The oil palm EFB was utilized as a substrate for FA fermentation in this study. The cellulose content reported in this study is comparable to that of both Acacia species, sugarcane bagasse, and corncob (75.25% vs., 74–76%, 65%, and 65.7%); however, oil palm EFB is a waste of the oil palm industry and abundantly available in Thailand. Therefore, it can be a renewable resource for FA production. Lignocellulose is the most abundant renewable resource and an inexpensive feedstock for industrial fermentation. Few studies have reported FA production from lignocellulosic materials. Li et al. (2017) reported a higher FA production of 41.32 g/L, with a substrate yield of 0.21 g/g, from alkali-pretreated corncob in the combined and fed-batch SSF processes. The highest yield of 0.54 mg/g was achieved when wheat bran was used as substrate through simultaneous saccharification and fermentation (Jiménez-Quero et al., 2017) by A. oryzae.
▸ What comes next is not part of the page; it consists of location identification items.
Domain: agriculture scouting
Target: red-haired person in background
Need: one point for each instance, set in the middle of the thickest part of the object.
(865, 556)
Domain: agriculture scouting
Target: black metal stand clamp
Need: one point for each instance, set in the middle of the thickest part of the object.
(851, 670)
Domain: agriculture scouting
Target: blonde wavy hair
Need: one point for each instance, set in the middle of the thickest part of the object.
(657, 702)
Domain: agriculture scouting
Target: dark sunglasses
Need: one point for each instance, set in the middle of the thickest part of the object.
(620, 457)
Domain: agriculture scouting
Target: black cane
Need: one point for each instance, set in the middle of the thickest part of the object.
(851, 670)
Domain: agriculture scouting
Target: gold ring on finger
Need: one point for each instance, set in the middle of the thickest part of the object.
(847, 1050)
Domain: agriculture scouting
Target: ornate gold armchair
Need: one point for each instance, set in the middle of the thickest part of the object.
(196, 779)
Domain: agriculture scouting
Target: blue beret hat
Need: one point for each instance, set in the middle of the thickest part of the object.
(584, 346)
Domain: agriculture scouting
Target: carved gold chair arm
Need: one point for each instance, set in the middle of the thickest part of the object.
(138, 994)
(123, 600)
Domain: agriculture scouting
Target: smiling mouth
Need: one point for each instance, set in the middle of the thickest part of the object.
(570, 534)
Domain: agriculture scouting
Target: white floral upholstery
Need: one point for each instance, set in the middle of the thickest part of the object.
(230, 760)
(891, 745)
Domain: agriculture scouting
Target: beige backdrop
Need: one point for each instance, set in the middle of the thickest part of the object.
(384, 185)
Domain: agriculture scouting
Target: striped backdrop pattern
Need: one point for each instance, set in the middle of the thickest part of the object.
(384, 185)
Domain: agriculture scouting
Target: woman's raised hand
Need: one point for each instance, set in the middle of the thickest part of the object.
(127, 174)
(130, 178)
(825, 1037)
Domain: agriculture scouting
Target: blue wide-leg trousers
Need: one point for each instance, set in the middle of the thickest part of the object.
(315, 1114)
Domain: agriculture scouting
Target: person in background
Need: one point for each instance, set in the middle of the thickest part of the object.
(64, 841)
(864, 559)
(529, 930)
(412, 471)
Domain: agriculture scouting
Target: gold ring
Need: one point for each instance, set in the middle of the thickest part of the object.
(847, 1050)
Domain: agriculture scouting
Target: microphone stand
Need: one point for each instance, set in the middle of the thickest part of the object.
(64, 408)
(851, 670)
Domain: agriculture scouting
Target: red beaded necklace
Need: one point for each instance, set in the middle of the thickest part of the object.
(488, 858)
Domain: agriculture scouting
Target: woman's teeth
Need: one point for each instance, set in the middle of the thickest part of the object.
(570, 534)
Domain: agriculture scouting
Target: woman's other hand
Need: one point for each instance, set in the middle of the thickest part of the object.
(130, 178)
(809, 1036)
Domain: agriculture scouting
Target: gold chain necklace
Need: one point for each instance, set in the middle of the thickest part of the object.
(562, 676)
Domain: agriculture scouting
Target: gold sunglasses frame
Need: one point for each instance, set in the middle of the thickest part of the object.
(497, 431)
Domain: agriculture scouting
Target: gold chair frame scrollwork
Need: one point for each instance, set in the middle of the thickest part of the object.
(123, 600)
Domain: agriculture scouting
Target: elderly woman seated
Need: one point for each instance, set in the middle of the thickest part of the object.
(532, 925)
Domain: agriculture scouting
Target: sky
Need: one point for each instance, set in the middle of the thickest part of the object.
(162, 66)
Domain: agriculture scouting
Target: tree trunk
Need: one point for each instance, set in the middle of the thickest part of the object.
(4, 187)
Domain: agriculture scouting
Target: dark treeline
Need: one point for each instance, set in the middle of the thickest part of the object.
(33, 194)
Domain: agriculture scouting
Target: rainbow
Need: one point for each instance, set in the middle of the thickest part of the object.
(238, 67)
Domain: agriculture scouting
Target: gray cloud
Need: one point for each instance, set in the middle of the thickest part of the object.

Abraham et al. (2020) studied FA production from sugarcane trash hydrolysate using R. oryzae NIIST1. The highest FA production in the medium containing sugarcane trash hydrolysate was 5.2 g/L. Swart et al. (2022) reported that FA production can be produced from a synthetic lignocellulosic hydrolysate (glucose–xylose mixture) by R. oryzae ATCC 20344. FA yield of 0.735 g/g was achieved at a specific substrate feed rate of 0.164 g/L/h in batch and continuous fermentations. In this research, after the fermentation process was scaled up in the 3-L air-lift fermenter, the FA concentration was 13.54 fold higher than that in the volumetric flask. The results show that upscaling FA production induces a higher concentration and improves fermentation productivity and yield.
Conclusions
In this study, organic acid-producing fungi were successfully isolated from natural soil samples. Isolate K20 has been described as a potential FA producer. Fermentation with the free cells yielded 3.25 g/L FA compared with the 1.50 g/L FA by fermentation with the immobilized cells. An air-lift bioreactor system enhances FA production by isolate K20 using oil palm EFB-derived glucose as the substrate. Consequently, it can be concluded that oil palm EFB could be a potential renewable resource for FA production. The FA concentration and productivity were improved by scaling up the air-lift fermenter.